Martedì 16 Luglio 2024

Ex militare asserragliato in casa, 'ha molti fucili'

Rischiava sequestro delle armi. Negoziatori da stamani in Friuli

Ex militare asserragliato in casa, 'ha molti fucili'

Ex militare asserragliato in casa, 'ha molti fucili'

Si è barricato in casa da stamattina e fino a questo momento non ha mai risposto a nessuno degli appelli dei carabinieri e dei negoziatori, che da ore circondano la palazzina nel centro di Cordovado, in provincia di Pordenone. Lui è un uomo di 55 anni, ex appartenente alle forze armate, ora in pensione, con più di qualche problema psicologico. A renderlo pericoloso è il fatto che, come ha fatto sapere il questore di Pordenone, Luca Carocci, "ha molti fucili per uso sportivo". L'azione delle forze dell'ordine - cui sta partecipando personale del Comando provinciale e dei reparti speciali dell'Arma - è scaturita da minacce rivolte via web dall'uomo ad alcune autorità della provincia.
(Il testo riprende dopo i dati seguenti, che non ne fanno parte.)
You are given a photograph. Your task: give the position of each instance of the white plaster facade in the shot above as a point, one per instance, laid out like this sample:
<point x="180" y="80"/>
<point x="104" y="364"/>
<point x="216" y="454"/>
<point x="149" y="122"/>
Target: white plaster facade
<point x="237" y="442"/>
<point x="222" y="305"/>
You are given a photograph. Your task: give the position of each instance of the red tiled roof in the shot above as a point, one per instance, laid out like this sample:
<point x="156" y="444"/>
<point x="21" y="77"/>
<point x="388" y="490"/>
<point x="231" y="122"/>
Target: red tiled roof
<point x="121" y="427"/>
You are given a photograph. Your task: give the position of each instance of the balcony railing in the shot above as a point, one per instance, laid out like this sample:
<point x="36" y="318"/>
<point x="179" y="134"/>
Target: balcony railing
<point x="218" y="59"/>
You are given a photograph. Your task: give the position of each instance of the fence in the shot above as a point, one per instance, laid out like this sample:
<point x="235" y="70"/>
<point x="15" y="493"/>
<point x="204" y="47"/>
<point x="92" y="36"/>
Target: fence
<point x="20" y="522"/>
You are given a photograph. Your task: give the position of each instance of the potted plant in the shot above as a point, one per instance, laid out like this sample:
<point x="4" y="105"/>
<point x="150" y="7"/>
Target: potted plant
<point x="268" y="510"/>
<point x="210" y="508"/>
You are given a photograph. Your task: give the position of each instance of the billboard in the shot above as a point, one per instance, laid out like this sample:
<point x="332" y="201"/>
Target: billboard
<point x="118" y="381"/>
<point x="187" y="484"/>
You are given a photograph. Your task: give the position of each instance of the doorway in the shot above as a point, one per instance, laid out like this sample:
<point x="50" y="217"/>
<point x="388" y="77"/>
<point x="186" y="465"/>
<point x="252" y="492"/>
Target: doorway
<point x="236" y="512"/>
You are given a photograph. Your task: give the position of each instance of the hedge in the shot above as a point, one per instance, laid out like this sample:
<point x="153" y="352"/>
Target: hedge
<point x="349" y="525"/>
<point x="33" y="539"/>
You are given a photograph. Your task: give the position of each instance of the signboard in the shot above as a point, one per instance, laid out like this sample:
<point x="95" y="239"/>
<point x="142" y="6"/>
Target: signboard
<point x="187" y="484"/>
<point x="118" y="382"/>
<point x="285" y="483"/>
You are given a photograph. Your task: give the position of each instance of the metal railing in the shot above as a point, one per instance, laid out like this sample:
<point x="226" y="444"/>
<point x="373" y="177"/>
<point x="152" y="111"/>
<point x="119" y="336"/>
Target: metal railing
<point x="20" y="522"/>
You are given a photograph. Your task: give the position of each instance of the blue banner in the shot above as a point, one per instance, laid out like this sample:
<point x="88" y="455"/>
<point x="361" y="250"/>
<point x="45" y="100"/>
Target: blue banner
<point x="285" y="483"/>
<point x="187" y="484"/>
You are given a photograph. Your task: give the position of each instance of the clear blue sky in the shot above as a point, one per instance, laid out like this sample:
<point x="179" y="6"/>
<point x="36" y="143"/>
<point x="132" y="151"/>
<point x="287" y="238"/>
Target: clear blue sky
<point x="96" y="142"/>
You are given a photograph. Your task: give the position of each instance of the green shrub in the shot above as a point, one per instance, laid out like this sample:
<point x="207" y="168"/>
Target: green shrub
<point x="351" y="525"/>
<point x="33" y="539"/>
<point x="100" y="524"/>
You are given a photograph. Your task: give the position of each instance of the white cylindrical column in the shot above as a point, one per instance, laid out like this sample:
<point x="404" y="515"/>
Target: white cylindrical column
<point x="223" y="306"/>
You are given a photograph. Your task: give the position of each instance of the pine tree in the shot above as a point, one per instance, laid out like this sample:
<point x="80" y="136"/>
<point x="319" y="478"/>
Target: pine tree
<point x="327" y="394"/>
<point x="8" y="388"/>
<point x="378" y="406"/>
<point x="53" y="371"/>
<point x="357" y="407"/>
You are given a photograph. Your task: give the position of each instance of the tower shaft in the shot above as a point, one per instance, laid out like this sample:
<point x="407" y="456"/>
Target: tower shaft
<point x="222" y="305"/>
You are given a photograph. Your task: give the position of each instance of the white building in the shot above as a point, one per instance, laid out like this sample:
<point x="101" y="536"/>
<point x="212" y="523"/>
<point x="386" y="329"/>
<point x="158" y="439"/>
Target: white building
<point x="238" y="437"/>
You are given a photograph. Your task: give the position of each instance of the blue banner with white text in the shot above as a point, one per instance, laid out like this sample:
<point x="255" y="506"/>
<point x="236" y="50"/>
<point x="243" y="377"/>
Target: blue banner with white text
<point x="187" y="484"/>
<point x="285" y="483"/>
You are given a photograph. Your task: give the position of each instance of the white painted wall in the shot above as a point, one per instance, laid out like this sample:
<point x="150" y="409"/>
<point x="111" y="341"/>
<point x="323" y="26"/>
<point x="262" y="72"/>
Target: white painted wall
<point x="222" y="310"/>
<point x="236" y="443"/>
Aveva postato video in cui minacciava gesti eclatanti o anche autolesionistici qualora si fosse proceduto al sequestro delle sue armi. La palazzina dove abita, per ragioni di sicurezza è stata evacuata, così come alcuni negozi nelle vicinanze, e, per isolarlo, è stata interrotta la fornitura di luce e gas nel suo appartamento. Stamani in pochi minuti si è creato un cordone di sicurezza con forze dell' ordine, vigili del fuoco, mezzi sanitari. "I suoi atteggiamenti odierni derivano, con ogni probabilità, dalle puntuali verifiche dei nostri uffici - ha affermato Carocci - che hanno permesso di evidenziare anomalie nell'equilibrio psicofisico di questo soggetto, all'atto del rinnovo del permesso per la detenzione delle armi. Per proseguire a usare quei fucili avrebbe dovuto produrre un certificato di idoneità psicofisica, che non ha mai consegnato". Gli uffici della Questura avevano quindi informato il prefetto, che a sua volta aveva firmato l'atto di sequestro dei fucili, incaricando i carabinieri di procedere, vista l'indisponibilità manifestata dal soggetto a consegnare spontaneamente le armi. "Stiamo lavorando per cercare di avere un contatto, perché fino a ora non ha mai risposto alle nostre sollecitazioni", ha detto all'ANSA il comandante provinciale dei carabinieri di Pordenone, colonnello Roberto Spinola.